Three previous studies found that food anticipatory activity was absent or very weak in mPer2 Brdm1−/− mice10,11,12. The mPer2 Brdm1−/− mice are a distinct strain from the mPer2 ldc−/− mice we used in our first experiment14,15. These are 2 distinct lines of Per2 mutants produced by different laboratories. mPer2 Brdm1−/− mice express a mutant transcript that lacks most of the PAS domain, while mPer2 ldc−/− mice are null mutants that do not express PERIOD2 protein14,15. Moreover, in 2 studies of food anticipatory activity in the mPer2 Brdm1−/− strain, the mice were on a hybrid C57BL/6 × 129S5/SvEvBrd genetic background10,11. Thus, we next performed daytime restricted feeding in mPer2 Brdm1−/− mice on a hybrid genetic background (Fig. 3; actograms of all mice shown in Figs S7S13). During ad libitum feeding, wild-type and mPer2 Brdm1−/− mice had minimal daytime activity (Fig. 3: ALI). During 4-h restricted feeding (ZT6-10; ZT5-9 in Figs S7S9), the wheel-running activity of wild-type and mPer2 Brdm1−/− mice increased prior to feeding (Fig. 3: RF; Fig. 4a). Food anticipatory activity disappeared during ad libitum feeding after restricted feeding (Fig. 3: ALII). Robust daytime activity reappeared at the predicted phase in some mPer2 Brdm1−/− mice during the second, but not first, day of fasting (Fig. 3: FD; Fig. 4b, c). Later we released the mice into constant darkness and confirmed that mPer2 Brdm1−/− mice had short free-running periods of activity compared to wild-type mice as previously reported (Figs S7S13)15.

Figure 3
Figure 3

Food anticipatory activity in Period2 mutant (Brdm) mice. Representative double-plotted actograms (a,b) and group average activity profiles (cj) of wild-type (a,c,e,g,i) and mPer2 Brdm1−/− (b,d,f,h,j) mice. The time when food was available is indicated by gray shading on the left half of each actogram and in the activity profiles. The light-dark cycle is indicated by the white and black bars, respectively. The black traces in the group activity profiles represent the mean number of wheel revolutions (in counts/10-minute bin) plotted relative to the light-dark cycle where 0 is lights on and 12 is lights off. The SEM is shown in dark gray shading in each activity profile. ALI, RF, ALII, and FD in a-d indicate the days used to generate the activity profiles ad libitum I (c,d), restricted feeding (e,f), ad libitum II (g,h) and food deprivation (I,j), respectively. Forty-eight hours of continuous food deprivation is shown (I,j) and the dotted lines indicate when food was available during the preceding restricted feeding.

Figure 4
Figure 4

Food anticipatory activity from individual wild-type and Period mutant (Brdm strain) mice. (a) Food anticipatory activity (FAA) during 9 days of restricted feeding (RF) of wild-type (n = 12) and mPer2 Brdm1−/− (n = 17) mice was determined by totaling the number of wheel revolutions per minute from 4 hours before feeding time to the end of feeding time (total of 8 hours). FAA during fasting was defined as the total number of wheel revolutions per minute from 4 hours before feeding time to the end of previous feeding time (total of 8 hours). Wheel-running FAA for each mouse was determined separately for the first (Day 1; b) or second (Day 2; c) day of fasting. Black circles are individual mice fed from ZT6-10. Blue circles are individual mice fed from ZT5-9. The mean of each group is a horizontal line.
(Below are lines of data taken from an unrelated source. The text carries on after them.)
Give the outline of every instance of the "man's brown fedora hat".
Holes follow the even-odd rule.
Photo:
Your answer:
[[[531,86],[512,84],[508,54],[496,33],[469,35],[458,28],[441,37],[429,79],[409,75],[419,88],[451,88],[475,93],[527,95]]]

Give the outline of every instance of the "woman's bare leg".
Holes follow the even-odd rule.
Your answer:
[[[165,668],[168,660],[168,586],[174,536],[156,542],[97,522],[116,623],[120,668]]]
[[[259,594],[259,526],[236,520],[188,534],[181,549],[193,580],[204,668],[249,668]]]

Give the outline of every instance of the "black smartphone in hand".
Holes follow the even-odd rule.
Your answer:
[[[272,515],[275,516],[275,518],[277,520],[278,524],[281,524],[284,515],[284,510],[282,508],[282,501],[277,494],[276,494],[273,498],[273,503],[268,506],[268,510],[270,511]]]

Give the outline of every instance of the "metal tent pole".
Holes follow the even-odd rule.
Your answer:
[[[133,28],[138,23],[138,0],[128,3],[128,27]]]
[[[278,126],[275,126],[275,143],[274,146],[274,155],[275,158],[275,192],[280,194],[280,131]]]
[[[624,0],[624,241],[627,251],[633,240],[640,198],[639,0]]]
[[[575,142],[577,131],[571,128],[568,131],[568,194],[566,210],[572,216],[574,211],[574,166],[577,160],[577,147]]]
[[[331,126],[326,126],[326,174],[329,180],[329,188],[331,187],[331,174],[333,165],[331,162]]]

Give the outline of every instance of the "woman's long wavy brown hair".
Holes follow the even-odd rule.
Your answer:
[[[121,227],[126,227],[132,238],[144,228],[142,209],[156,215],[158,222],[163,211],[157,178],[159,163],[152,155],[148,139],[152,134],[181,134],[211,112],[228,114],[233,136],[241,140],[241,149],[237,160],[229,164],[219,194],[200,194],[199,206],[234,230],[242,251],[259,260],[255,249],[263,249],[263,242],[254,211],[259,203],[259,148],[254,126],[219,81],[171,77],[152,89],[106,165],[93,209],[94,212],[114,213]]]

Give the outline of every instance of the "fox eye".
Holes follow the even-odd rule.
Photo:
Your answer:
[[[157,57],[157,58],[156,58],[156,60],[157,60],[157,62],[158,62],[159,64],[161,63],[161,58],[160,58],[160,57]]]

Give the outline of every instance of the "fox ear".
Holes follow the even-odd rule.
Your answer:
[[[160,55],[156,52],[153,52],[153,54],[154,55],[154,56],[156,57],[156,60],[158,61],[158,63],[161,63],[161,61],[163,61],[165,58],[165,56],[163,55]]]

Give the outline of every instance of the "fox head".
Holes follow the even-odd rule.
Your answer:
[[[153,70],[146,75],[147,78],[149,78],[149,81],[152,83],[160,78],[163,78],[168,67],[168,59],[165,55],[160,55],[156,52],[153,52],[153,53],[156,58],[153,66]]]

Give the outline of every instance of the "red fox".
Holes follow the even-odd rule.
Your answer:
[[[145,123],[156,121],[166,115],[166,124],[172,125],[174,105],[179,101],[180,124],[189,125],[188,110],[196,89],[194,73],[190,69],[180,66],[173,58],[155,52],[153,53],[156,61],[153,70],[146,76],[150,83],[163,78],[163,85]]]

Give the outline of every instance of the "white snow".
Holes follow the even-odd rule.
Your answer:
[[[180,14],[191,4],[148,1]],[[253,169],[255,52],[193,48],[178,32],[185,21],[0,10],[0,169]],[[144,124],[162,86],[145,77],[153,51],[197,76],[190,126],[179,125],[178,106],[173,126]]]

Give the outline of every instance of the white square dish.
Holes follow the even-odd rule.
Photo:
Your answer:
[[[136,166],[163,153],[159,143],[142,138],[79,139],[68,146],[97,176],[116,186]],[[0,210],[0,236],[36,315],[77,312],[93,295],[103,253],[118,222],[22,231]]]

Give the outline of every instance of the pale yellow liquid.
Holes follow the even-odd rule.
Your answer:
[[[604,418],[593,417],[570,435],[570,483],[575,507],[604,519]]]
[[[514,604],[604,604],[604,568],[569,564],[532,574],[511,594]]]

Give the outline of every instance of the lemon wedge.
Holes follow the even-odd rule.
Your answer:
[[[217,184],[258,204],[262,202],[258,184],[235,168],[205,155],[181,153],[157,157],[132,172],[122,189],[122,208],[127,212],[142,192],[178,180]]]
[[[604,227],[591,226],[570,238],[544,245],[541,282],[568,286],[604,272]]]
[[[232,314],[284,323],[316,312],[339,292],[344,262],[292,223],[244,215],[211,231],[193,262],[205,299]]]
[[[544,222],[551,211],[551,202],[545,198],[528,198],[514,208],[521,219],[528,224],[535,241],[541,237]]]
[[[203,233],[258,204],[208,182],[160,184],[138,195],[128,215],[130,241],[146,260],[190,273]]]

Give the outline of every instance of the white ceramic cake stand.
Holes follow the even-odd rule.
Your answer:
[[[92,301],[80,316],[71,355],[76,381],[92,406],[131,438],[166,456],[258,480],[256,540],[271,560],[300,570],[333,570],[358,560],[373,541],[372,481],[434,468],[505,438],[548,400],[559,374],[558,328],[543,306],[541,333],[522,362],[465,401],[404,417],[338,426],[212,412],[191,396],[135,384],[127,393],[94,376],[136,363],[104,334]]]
The food anticipatory activity ratio, which normalizes anticipatory activity to daily activity levels, was robust in wild-type and mPer2 Brdm1−/− mice during restricted feeding (Fig. S14a) and day 2 of fasting (Fig. S14c). Moreover, food anticipatory activity occurred on day 2 of fasting only in mice that had been previously exposed to restricted feeding. Naïve (never exposed to restricted feeding) mPer Brdm1−/− mice did not have elevated daytime activity during 48-h fasting (Fig. S15). The ages of the mice were also not correlated with their food anticipatory activity ratios (Fig. S16).

Discussion

The Period genes are critical for timekeeping in canonical circadian clocks. For example, mice with non-functional Per1 and Per2 have arrhythmic SCN and locomotor activity, while mice lacking functional Per3 have altered circadian rhythms in peripheral tissue clocks14,16. The molecular timekeeping mechanism of the FEO, however, is still unknown. More than a decade ago, mice without functional Per2 were reported to lack food anticipatory activity during restricted feeding10. This study (and 2 other studies that confirmed this finding in mPer2 Brdm1−/− mice) strongly suggested that the FEO uses a canonical molecular timekeeping similar to the SCN and peripheral clocks10,11,12. However, other studies have shown that canonical circadian genes are not required for FEO timekeeping. For example, both double Per1/2 and triple Per1/2/3 mutant mice have robust anticipatory activity during restricted feeding. In this study, we re-examined these discrepant results and showed that single Per1, Per2, and Per3 mutant mice have food anticipatory activity during restricted feeding. Moreover, we found that 2 different lines of Per2 mutant mice anticipated restricted food availability.

Three previous studies did not observe food anticipatory activity during restricted feeding in mPer2 Brdm1−/− mice. These results are in contrast with our study where we observed clear food anticipatory during restricted feeding in this same line of Per2 mutant mice. We hypothesize that subtle differences in experimental conditions account for this discrepancy. First, we provided food for only 4-h per day, while previous studies performed 6-h or 8-h restricted feeding [but see Li et al. (2015) for 4-h restricted feeding]. Second, we fed the mice beginning at ZT5 or ZT6, while previous studies sometimes began restricted feeding at ZT410,12. We previously showed that the phase of restricted feeding regulated the robustness of food anticipatory activity so incremental changes in the phase of restricted feeding could permit or conceal the expression of anticipatory activity17. Finally, we measured wheel-running food anticipatory activity, which enhances food anticipatory activity compared to mice without running wheels17. Thus, it appears that the combination of an aggressive restricted feeding protocol (4-h/day) at mid-day phases (ZT6-10 and ZT5-9) with running wheels permitted the detection of food anticipatory activity in mPer2 Brdm1−/− mice in the current study.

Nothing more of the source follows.